The missteps caused the initial enthusiasm to wane. Many in her party — including prominent party officials from her home state — openly questioned her fitness for the office.

Gov. Sarah Palin? No, Caroline Kennedy.

There are differences, of course.

As a Kennedy, she is afforded rights and privileges few in public life ever see. For present purposes, this means cutting in line in front of those who have been waiting for the same spot. Doors are held open for her, literally and figuratively.

As a Democrat, favorable press coverage is more likely. As a Democrat and a Kennedy, favorable becomes fawning.

"My heart says yes! Yes!" wrote Washington Post editorial writer Ruth Marcus, channeling James Joyce, in a Dec. 9 column titled "A Vote for Sen. Caroline." Not syrupy enough for you? It gets worse. "What a fitting coda to this modern fairy tale to have the little princess grow up to be a senator," Marcus added.

Modern fairy tale? Is this the same fairy tale our secretary of State-designate's husband talked about during the South Carolina primary? But then again, this time the fairy tale has an actual princess!
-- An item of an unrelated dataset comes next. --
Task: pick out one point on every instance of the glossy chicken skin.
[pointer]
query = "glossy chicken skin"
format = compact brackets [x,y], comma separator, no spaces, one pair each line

Forget that our republic was founded on rejecting royalty — we could have our own little princess. Yes! Yes!

A week later, the New York Post — whose editorial page is not exactly known for left-wing politics — endorsed her appointment, arguing that "while she hasn't been especially involved" in public policy, business or, well, anything, she's the kind of insider they like. Turning logic on its head, the Post argued that selecting Kennedy would "reject the politics of pander and special-interest."

Um, no. Choosing someone whose biggest qualification is heredity, while ignoring scores of potential candidates who have expertise in issues affecting the state (and, in this case, the world) — people who have been through the rigors of campaigning and elective office — is actually the ultimate in pandering.

As far as constitutional requirements go, Kennedy — being a citizen over 30 — meets that low bar.

Politically, the idea of family legacies can be appealing to party committees or governors faced with pending appointments. Much like the Hollywood tendency for sequels and remakes, the progeny, sibling or spouse of a prominent politician — or the scion of a prominent family — capitalizes on a known quantity with a demonstrated ability to bring in money. As we've learned, however, for every “Godfather, Part II,” there is a “Blues Brothers 2000.”

It remains to be seen which "sequel" a Sen. Caroline Kennedy would be, or if she will receive the appointment from Gov. David Paterson. But what seemed a sure thing when Marcus and the Post penned their respective love letters is now decidedly less so.

Much of this is due to Kennedy's unfortunate chasing of the Senate seat (if not the news story) and stumbling out of the gate in her lackluster visits in upstate New York. The visits to communities such as Syracuse were a double whammy against Kennedy; not only did they appear to be her first ever (not a good omen), but they unfortunately highlighted her ability to, um, you know, like, uh, speak with the eloquence of a Duke point guard in a Billy Packer post-game interview.

All of this may be moot. Kennedy's constituency in this case is not New York, it is New York's governor. Who, given the waltz that has been played these past weeks, clearly wants to make a decision that will please the incoming president. Which means all the huffing and puffing — something of an art for New York politicians — may be for naught.